I arrived in the US on this day, August 15th, back in 1982 at JFK in New York, NY around 5 PM Eastern (Aug 16th, 5:30 AM IST.) Though it’s been many years, I still recall exactly how I felt. It was the best day of my life that far.
I had no idea of what lay ahead.
I came to the US to get a PhD in computer science at Rutgers. At that time I had not known that I was at heart an economist. In any event, I worked for Hewlett Packard for some years in the Silicon Valley, and then went back to school. Now, after 20 years of studying economics, just this past month I concluded that I finally understood the subject.
The journey so far has been wonderful because of all the stuff that I learned. My major goal in life is understanding how the world works. I am not really interested in doing anything. Most of all, I don’t want to interfere.
First do no harm. Then try to do good.
Too may people do stuff, and interfere without understanding. Do-gooders often end up making a mess. Too many people are like the monkey, trying to save a fish from drowning by putting it up on a tree.
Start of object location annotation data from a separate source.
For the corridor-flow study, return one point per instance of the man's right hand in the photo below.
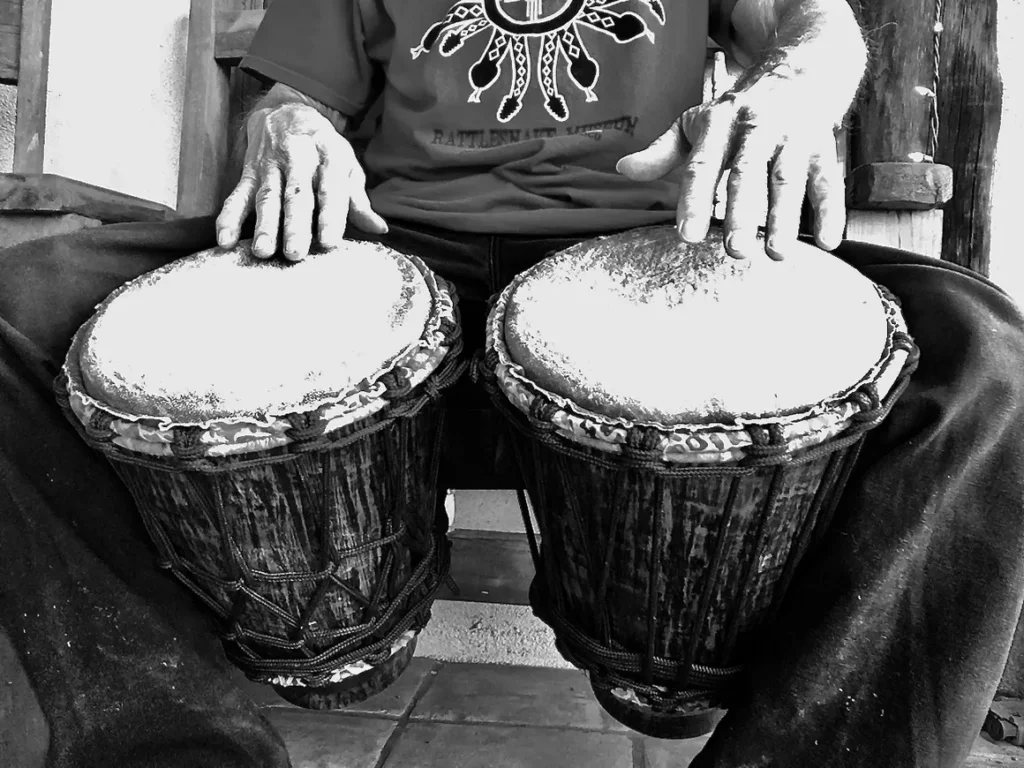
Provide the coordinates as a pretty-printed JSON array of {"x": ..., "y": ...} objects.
[{"x": 297, "y": 167}]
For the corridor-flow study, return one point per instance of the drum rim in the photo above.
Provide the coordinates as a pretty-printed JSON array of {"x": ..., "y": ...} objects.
[
  {"x": 709, "y": 442},
  {"x": 155, "y": 435}
]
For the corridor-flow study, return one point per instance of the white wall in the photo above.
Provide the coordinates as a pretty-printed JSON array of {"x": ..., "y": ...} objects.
[{"x": 114, "y": 104}]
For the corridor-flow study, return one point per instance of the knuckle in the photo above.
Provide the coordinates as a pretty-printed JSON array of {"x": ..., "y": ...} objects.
[{"x": 267, "y": 196}]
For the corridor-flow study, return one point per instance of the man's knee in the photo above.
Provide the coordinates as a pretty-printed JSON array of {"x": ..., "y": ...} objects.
[{"x": 25, "y": 736}]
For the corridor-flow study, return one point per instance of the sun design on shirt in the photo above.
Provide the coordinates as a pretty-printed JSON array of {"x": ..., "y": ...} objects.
[{"x": 560, "y": 43}]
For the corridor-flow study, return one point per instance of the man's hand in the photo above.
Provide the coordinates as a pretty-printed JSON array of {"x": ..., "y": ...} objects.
[
  {"x": 773, "y": 153},
  {"x": 773, "y": 132},
  {"x": 297, "y": 168}
]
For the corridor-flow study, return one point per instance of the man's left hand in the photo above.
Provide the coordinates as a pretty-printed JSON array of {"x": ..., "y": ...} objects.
[{"x": 774, "y": 152}]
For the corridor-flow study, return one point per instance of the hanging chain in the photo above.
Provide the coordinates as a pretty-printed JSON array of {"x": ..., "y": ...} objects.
[{"x": 933, "y": 141}]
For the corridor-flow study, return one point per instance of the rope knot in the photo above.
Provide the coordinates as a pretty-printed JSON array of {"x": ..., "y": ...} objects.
[
  {"x": 642, "y": 439},
  {"x": 186, "y": 443},
  {"x": 395, "y": 383},
  {"x": 543, "y": 410},
  {"x": 304, "y": 427}
]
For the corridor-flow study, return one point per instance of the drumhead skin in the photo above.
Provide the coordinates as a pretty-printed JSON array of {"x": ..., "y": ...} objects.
[
  {"x": 225, "y": 335},
  {"x": 235, "y": 345},
  {"x": 641, "y": 328}
]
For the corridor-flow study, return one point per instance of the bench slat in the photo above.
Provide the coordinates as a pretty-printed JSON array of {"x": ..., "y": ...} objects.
[
  {"x": 9, "y": 46},
  {"x": 45, "y": 193}
]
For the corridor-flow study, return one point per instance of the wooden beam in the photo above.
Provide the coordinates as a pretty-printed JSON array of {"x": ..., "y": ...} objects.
[
  {"x": 34, "y": 65},
  {"x": 205, "y": 117},
  {"x": 892, "y": 121},
  {"x": 10, "y": 42},
  {"x": 970, "y": 112},
  {"x": 899, "y": 186},
  {"x": 489, "y": 566},
  {"x": 236, "y": 30},
  {"x": 50, "y": 194},
  {"x": 918, "y": 231}
]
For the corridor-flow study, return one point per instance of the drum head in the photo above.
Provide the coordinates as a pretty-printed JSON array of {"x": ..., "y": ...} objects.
[
  {"x": 646, "y": 328},
  {"x": 223, "y": 335}
]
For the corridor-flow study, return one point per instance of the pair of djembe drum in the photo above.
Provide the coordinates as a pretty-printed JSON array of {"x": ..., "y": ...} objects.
[{"x": 684, "y": 423}]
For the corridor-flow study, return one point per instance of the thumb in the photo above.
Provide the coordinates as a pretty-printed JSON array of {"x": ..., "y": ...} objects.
[{"x": 664, "y": 154}]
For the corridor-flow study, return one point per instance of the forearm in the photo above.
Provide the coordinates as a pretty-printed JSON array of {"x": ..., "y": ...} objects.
[
  {"x": 812, "y": 50},
  {"x": 283, "y": 94}
]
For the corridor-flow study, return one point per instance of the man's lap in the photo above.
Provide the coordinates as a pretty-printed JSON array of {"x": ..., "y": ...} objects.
[{"x": 970, "y": 333}]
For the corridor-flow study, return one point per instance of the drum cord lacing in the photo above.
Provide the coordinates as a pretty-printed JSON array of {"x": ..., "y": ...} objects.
[
  {"x": 613, "y": 667},
  {"x": 305, "y": 432}
]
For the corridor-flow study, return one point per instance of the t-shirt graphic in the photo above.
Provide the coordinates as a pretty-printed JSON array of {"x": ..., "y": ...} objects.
[{"x": 558, "y": 27}]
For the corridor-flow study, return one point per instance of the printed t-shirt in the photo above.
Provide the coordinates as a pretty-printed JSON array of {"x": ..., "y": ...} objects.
[{"x": 499, "y": 116}]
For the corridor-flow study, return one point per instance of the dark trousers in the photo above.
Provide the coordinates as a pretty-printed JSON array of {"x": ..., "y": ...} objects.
[{"x": 888, "y": 649}]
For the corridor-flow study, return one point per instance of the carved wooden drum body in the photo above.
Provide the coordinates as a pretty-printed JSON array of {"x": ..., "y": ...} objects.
[
  {"x": 685, "y": 423},
  {"x": 279, "y": 428}
]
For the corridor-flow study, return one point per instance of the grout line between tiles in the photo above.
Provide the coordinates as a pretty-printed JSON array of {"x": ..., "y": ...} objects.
[
  {"x": 402, "y": 723},
  {"x": 509, "y": 724},
  {"x": 639, "y": 753}
]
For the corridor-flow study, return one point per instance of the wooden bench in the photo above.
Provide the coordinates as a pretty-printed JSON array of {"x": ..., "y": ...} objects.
[
  {"x": 33, "y": 203},
  {"x": 488, "y": 566}
]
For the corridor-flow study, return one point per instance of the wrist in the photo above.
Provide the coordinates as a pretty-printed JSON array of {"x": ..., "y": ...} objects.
[{"x": 282, "y": 95}]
I learned the meaning of science, engineering, technology at the beginning and later built upon that my understanding of economics. My journey within economics started with Micromotives and Macrobehavior (W.W.Norton 1978) by the brilliant Thomas Schelling. I had stumbled upon the book at the Sunnyvale Public library in 1993. It was sitting on a sorting cart and I picked it up on my way to the checkout. Life is unpredictable and takes strange turns. That book revealed to me that I was an economist because from it I learned that economics is the study of human behavior.
Economics is not a science like physics
My formal study of economics began with neoclassical economics. It’s good stuff. Clearly an adequate introduction to the study of economics but to really know the subject, you have to go beyond all the mathiness (to use a word that Paul Romer favors) and understand that economics is close to logic and pretty far away from a science.
I moved on, beyond the maximization, the perfect competition and equilibrium analysis of the neoclassical school. Via James Buchanan and public choice theory, I arrived at the works of Friedrich August von Hayek and Ludwig von Mises — the Austrians. I went in reverse chronological order in a sense. I read Hayek before I read Mises. Mises’s Human Action: A Treatise on Economics (1949, 1963, 1966, 1996) sits at the top of the pyramid of everything that I know about economics.
The Road Ahead
Now that I have accomplished that bit, what’s next? I don’t know for sure since life’s a random draw. But I am sure that it will be very exciting. This year I will certainly get these things done:
- A book on economics as I understand it. This has been about 10 years in the making. As I mentioned before, I have finally understood the topic. So it’s time to write it. Title: Confessions of an Economic Fundamentalist
- The Ultimate American Road Trip. I have done many road trips but never all the way from coast to coast. This year, come hell or high water, I will get an across the country, from coast to shining coast, road trip done. The route will be a combination of “The Lower 48 States Major Landmarks” and “The Lower 48 States Popular Cities” Here they are:
I expect that planning will take a few months and the trip to take around 100 days to complete. Currently I intend to get on the road by 1st April 2017. I will start from home here in San Jose, CA, and head east along the southern route. By mid-May, I would have reached the eastern extreme (Maine), and head back along the northern route, to be home again by mid-July.
I will pack an SUV with some camping gear. Which leads to the sub-goal of buying an SUV. I will have space for a couple of fellow travelers. Along with the planning of the road trip, I will report on the progress of this venture as and when it happens.
I am going traveling in a few days. I depart SJC on 26th Aug for Boston. After the weekend in Boston, I get to NY City for a day. Then to New Jersey. I spend the Labor day weekend in Chicago (Sept 3-5th). And then back to San Jose.
3 thoughts on “The Journey So Far, and What Lies Ahead”
I admire your understanding and eloquency a lot sir.
I am an Economics aspirant as well,but working to fund myself don’t leave me time to study at university.
I am glad that you are studying economics. Fortunately for students of today, one can learn a great deal without going to a university. In the past, you had to go to a school so that you could (1) interact with other students, and (2) you had access to a library, and (3) get guidance on the study.
All three things can be done remotely, thanks to the internet and the web. All one needs is the motivation.
I have learned a lot more of econ after leaving school than while I was at school. Also, I learned a lot of stuff just by living in the student coop while in school.
Why such step motherly treatment to NV? It is my favourite state for road trips.
Given that you are into Buddhism etc. you might actually enjoy driving on the dessert roads which resemble a Zen garden. As if suspended in time. (That is the reason I like it).
Also it might be a good idea to buy an SUV right away. Vehicles need to be broken in before you take a long trip.